| By Evan Bissell, Catherine Harrison and Susie Levy |
UC Berkeley School of Public Health and Department of City & Regional Planning
For more information about the basis of this post, visit our web-based narrative.
Health agencies across the country are working to develop leadership in advancing health equity. These efforts often look to build power through developing partnerships through an inside-outside strategy.
In one such effort, last February the Minnesota Department of Health (MDH) released its Advancing Health Equity Report to the state legislature. The report was striking in its explicit analysis of structural racism – the normalization of an array of dynamics, historical, cultural, institutional, and interpersonal, that routinely advantage white people while producing cumulative and chronic adverse outcomes for people of color. The report says:
“Race is not the only factor in structural inequities, but is a significant one. Even when outcomes related to other factors such as income, gender, sexual orientation, and geography are analyzed by race/ethnicity, greater inequities are evident for American Indians, African Americans, and persons of Hispanic/Latino and Asian descent. A concerted effort to specifically address the issues of structural racism and to develop the language and tools to uncover and change the structures shaped by racism will be invaluable for addressing other structure-based inequities.”
According to the report, “Health is something we create as a society and as communities, not something an individual can purchase or produce alone.” It recommends an array of actions that focus on many sectors of governance and the structure of the Department of Health itself. The report received prominent news coverage and its analysis has been used by community groups fighting for minimum wage, workers rights, and other issues. But the story of MDH leading with race did not start with the release of the report.
For many years the Department and community partners have worked to reframe the narrative of what creates health for Minnesotans, but have faced political pushback when working to address the social determinants of health. For MDH to address issues like housing, education, transportation, and incarceration, it needed to build relationships externally, across agencies and with community partners. The Healthy MN Partnership, a collaboration between the Health Department and community members and organizations, was formed and has proved influential in shifting the narrative of health. By challenging MDH to shift its view from measuring sickness to ensuring healthy living conditions, the broader lens of social determinants of health was adopted.

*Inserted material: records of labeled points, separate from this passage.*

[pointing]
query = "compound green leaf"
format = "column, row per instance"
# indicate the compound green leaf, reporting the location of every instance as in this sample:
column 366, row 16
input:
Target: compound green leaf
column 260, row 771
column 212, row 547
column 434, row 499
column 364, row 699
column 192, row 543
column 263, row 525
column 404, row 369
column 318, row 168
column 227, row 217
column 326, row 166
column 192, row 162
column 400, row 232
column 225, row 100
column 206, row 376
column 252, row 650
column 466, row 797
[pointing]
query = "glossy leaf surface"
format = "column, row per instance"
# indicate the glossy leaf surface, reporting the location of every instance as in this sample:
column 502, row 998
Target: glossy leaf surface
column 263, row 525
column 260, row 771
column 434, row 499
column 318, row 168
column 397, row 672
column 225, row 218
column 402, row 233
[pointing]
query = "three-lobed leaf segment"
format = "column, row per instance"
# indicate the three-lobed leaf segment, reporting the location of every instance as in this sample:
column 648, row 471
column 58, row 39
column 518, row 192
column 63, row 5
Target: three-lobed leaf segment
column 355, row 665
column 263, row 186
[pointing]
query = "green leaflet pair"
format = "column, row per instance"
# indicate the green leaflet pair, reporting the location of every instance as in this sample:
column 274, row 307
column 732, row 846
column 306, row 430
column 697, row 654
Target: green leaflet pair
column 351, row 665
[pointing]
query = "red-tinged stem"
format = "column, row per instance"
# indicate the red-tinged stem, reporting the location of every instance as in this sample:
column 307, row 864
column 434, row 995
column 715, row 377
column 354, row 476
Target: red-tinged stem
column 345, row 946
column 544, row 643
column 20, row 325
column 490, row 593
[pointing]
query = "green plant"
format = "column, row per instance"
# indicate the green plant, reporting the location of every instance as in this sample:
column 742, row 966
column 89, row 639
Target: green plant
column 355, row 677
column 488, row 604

This shift didn’t happen in a vacuum. The theory of change guiding this work is grounded in a community-organizing perspective, which moves beyond the connection between health and living conditions, and recognizes that the capacity to act is critical to impact health.
According to MDH, the capacity to act – another way of saying power – is built through organizing people, narrative and resources in the following ways:
- People: Develop accountable relationships and partnerships that align interests and directly impact decision-makers.
- Narrative: Build public understanding and public will to support action that reflects health equity.
- Resources: Shift the way resources, processes and systems are structured to advance health equity.